Images like this one (http://www.sgobedford.co.uk/Business/productsbusiness/productcatalogbusiness/X06a/X0701.gif), for example? Or this one? (http://www.sgobedford.co.uk/Business/productsbusiness/productcatalogbusiness/X08/X0823.gif)
All the images and source would be mine, if I were the type to steal images and source and didn't mind getting sued.
And awful source it is too. I mean, look at this.
'<'+'input type="button" name="xqq" value="" onClick=ccd() style="visibility:hidden">An invisible button exists, which later has its click() function called purely for the purpose of calling ccd().

As demonstrated (look at the timespan between the last post and this one), you've made your site Javascript- and IE-dependant for little or no gain.

Hi, and thanks for that, I dont want to pinch the guys images, I am in the same trade as him and have a website similar with designs but wondered how he did it. He is very paranoid by the look of it and probably paid a fortune to have his images all "secured up".

Well done

wondered how he did it.He has a huge script he uses to document.write() the page source. As every web designer knows, document.write() causes a page to render very slowly if overused. Also, because Javascript is used to render the page, no Javascript means no page.

hii i wanted to ask how they disabled the print screen on that sgobedford.co.uk site. i plan on making a site which will mainly be all photos and so dont want people stealing my pics..??

I read what Twey said..is the disabling print screen part of the script you said he uses to document write the page source?

Also im wondering how i do that of making it so the page is only viewable where javascript IS enabled on the browser?? is that all part of the script

Sorry if i sound dumb..i dont kno much about javascript and how it works =/

hii i wanted to ask how they disabled the print screen on that sgobedford.co.uk site. i plan on making a site which will mainly be all photos and so dont want people stealing my pics..??

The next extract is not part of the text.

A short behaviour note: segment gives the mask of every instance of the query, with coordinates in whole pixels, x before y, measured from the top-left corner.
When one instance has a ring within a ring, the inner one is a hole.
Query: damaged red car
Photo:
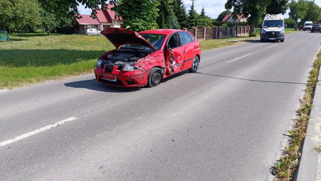
[[[102,55],[94,72],[101,83],[119,87],[155,86],[162,79],[188,70],[197,71],[198,41],[190,33],[158,29],[137,33],[121,28],[101,32],[116,48]]]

I read what Twey said..is the disabling print screen part of the script you said he uses to document write the page source?

Also im wondering how i do that of making it so the page is only viewable where javascript IS enabled on the browser?? is that all part of the script

Sorry if i sound dumb..i dont kno much about javascript and how it works =/

Don't bother, the images are still in the browser cache and can be taken from there. Also, with FF javascript can be enabled but certain scripts disabled, making any javascript protection useless. Also in FF the entire page can be loaded and then javascript disabled, after that no script protection will work but, the page and its images are still there, ripe for the taking.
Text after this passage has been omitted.